In the leafy bushes immediately outside of our front door, a hummingbird has built a nest. For the past three weeks, during which time my husband has grown a beard in mourning for his mother, and I have swollen into the last month of my third pregnancy, the mother hummingbird has been sitting on her two tiny eggs, which recently hatched two Lilliputian, helpless, hummingbird chicks. We’ve been trying not to use our front door, but none of us can long resist the desire to tiptoe past this minuscule miracle, and peer inside.
Our daughters are delighted. They’ve told everyone. “Our hummingbird made a mest,” says my two year old, and the four year old chimes in, “and all day long she sits like this, without moving, keeping her babies warm.” She imitates the bird, staring straight ahead, unblinking, until she turns her big, light-filled eyes to her audience, waiting for them to become infected with her joy. Though the chicks have hatched, still the hummingbird sits, keeping the live little chicks warm, but now she also flits around, gathering whatever it is that nourishes tiny birds, and bringing it in her beak to her ravenous brood. She feeds them and sits on them again.
Often, I find myself hovering near our front door and gazing protectingly outside. If the mother is out foraging, and I notice a crow or robin nearby, I hiss angrily. My own children seem to me like frightening giants when they leave our house, squealing and excited to gaze at what the natural world has laid at their fingertips. “Quietly! Gently! Not too close!” I warn, knowing that I am partly talking about myself, about the turning, stretching new life within me, slowly descending, soon to hatch. I identify with the beady-eyed, resigned, taught expression of the mother hummingbird, an expression which acknowledges with resolve that fragile life is within its care.

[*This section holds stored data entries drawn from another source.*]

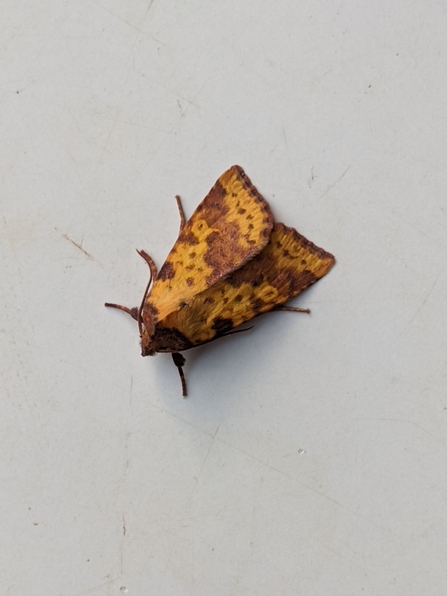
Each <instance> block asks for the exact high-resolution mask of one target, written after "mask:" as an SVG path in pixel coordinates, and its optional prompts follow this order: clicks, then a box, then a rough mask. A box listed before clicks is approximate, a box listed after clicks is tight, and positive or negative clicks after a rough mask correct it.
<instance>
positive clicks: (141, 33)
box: [93, 0, 167, 47]
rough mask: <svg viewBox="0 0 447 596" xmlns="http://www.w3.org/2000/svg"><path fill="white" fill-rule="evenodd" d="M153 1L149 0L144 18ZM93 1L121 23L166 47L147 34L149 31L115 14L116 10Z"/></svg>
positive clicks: (156, 38) (153, 0)
mask: <svg viewBox="0 0 447 596" xmlns="http://www.w3.org/2000/svg"><path fill="white" fill-rule="evenodd" d="M154 2H155V0H151V1H150V2H149V6H148V8H147V10H146V15H145V16H144V19H145V18H146V17H147V14H148V12H149V11H150V9H151V8H152V5H153V4H154ZM93 3H94V4H96V5H97V6H99V7H100V8H102V9H103V10H105V11H106V12H108V13H109V14H111V15H112V16H114V17H115V18H116V19H118V20H119V21H121V22H122V23H125V24H126V25H128V26H129V27H132V29H135V30H136V31H138V33H141V34H142V35H145V36H146V37H148V38H149V39H152V40H153V41H155V42H157V43H158V44H160V45H162V46H164V47H167V46H166V44H165V43H163V42H162V41H160V40H159V39H157V38H156V37H154V36H153V35H149V33H148V32H147V31H144V29H140V27H137V25H134V24H133V23H131V22H130V21H128V20H127V19H124V18H123V17H121V16H120V15H119V14H116V12H113V10H110V8H107V6H104V4H101V2H98V0H93Z"/></svg>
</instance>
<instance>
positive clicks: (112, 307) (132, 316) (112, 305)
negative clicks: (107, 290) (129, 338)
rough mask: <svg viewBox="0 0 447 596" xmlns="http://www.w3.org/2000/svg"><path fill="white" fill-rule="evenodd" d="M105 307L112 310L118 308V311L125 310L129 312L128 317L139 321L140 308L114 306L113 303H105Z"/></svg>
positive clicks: (127, 313) (126, 311)
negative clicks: (114, 308)
mask: <svg viewBox="0 0 447 596" xmlns="http://www.w3.org/2000/svg"><path fill="white" fill-rule="evenodd" d="M104 306H110V307H111V308H118V310H123V311H124V312H127V314H128V315H130V316H131V317H132V319H135V321H138V308H137V307H136V306H134V307H133V308H127V306H121V304H112V303H111V302H105V303H104Z"/></svg>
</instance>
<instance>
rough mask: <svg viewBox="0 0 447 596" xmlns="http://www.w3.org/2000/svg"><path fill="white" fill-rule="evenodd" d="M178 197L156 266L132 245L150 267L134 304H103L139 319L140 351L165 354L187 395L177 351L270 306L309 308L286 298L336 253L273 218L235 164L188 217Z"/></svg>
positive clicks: (202, 340)
mask: <svg viewBox="0 0 447 596" xmlns="http://www.w3.org/2000/svg"><path fill="white" fill-rule="evenodd" d="M176 200H177V205H178V210H179V213H180V232H179V236H178V238H177V241H176V243H175V244H174V246H173V247H172V249H171V252H170V253H169V255H168V257H167V259H166V261H165V263H164V264H163V266H162V267H161V269H160V271H158V272H157V267H156V266H155V263H154V261H153V260H152V258H151V257H150V256H149V255H148V254H147V253H146V252H145V251H143V250H140V251H138V253H139V254H140V255H141V256H142V257H143V259H144V260H145V261H146V263H147V264H148V266H149V271H150V277H149V282H148V284H147V287H146V290H145V292H144V295H143V300H142V302H141V305H140V307H139V308H137V307H135V308H127V307H125V306H121V305H119V304H112V303H109V302H106V304H105V306H110V307H113V308H119V309H120V310H123V311H125V312H127V313H128V314H130V315H131V316H132V318H134V319H135V320H136V321H137V323H138V329H139V332H140V340H141V354H142V356H153V355H154V354H156V353H157V352H168V353H171V355H172V358H173V361H174V364H175V366H176V367H177V369H178V371H179V374H180V379H181V382H182V393H183V396H184V397H186V395H187V390H186V380H185V375H184V372H183V366H184V364H185V358H184V357H183V355H182V354H181V353H180V352H183V351H184V350H189V349H190V348H194V347H197V346H200V345H203V344H205V343H207V342H210V341H213V340H215V339H217V338H219V337H223V336H225V335H229V334H231V333H236V332H237V331H239V330H237V329H235V327H237V326H238V325H241V324H242V323H245V322H247V321H249V320H250V319H252V318H254V317H256V316H258V315H260V314H262V313H265V312H268V311H272V310H283V311H292V312H310V311H309V310H308V309H302V308H296V307H293V306H287V305H286V304H285V303H286V302H287V301H288V300H290V299H291V298H293V297H294V296H297V295H298V294H300V293H301V292H302V291H303V290H305V289H306V288H307V287H308V286H310V285H311V284H313V283H315V282H316V281H317V280H319V279H320V278H321V277H323V275H325V274H326V273H327V272H328V271H329V269H330V268H331V267H332V266H333V264H334V263H335V258H334V256H333V255H331V254H330V253H328V252H326V251H325V250H323V249H322V248H319V247H318V246H315V244H313V243H312V242H310V241H309V240H307V239H306V238H304V236H302V235H301V234H299V233H298V232H297V231H296V230H295V229H294V228H289V227H287V226H285V225H284V224H283V223H278V222H276V223H275V222H274V220H273V215H272V212H271V210H270V207H269V205H268V203H267V201H266V200H265V199H264V198H263V197H262V196H261V194H260V193H259V192H258V191H257V190H256V188H255V187H254V186H253V184H252V183H251V182H250V180H249V178H248V176H247V175H246V174H245V172H244V170H243V169H242V168H241V167H240V166H232V167H231V168H230V169H229V170H227V171H226V172H224V173H223V174H222V176H220V178H219V179H218V181H217V182H216V184H215V185H214V186H213V188H212V189H211V190H210V192H209V193H208V194H207V196H206V197H205V198H204V199H203V201H202V202H201V203H200V205H199V206H198V207H197V209H196V210H195V211H194V213H193V214H192V216H191V218H190V219H189V220H188V221H187V220H186V218H185V215H184V211H183V207H182V204H181V201H180V197H178V196H177V197H176ZM152 282H153V283H152ZM151 284H152V287H151Z"/></svg>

Each morning, when my husband returns home from the morning minyan he attends daily to say Kaddish, the mourner’s prayer, he reports on the state of the birds. “She was sitting on the nest,” he shares, or “she must have been out gathering food.” Each day we wonder whether or not they are surviving, and what the next day will bring. In the evening, the children put their hands on my belly. “It’s moving!” they shout as a fist or foot sweeps across my translucent belly. At night, when I toss from one side to another, seeking elusive comfort, my dreams are a-flutter with hummingbird, tranquil and stoic on her nest. Sometimes I dream that I am her chick, curled up beneath her warm, breathing body, and sometimes I dream I am she, and am overwhelmed by a desire to fly far and fast, away, even as I sit.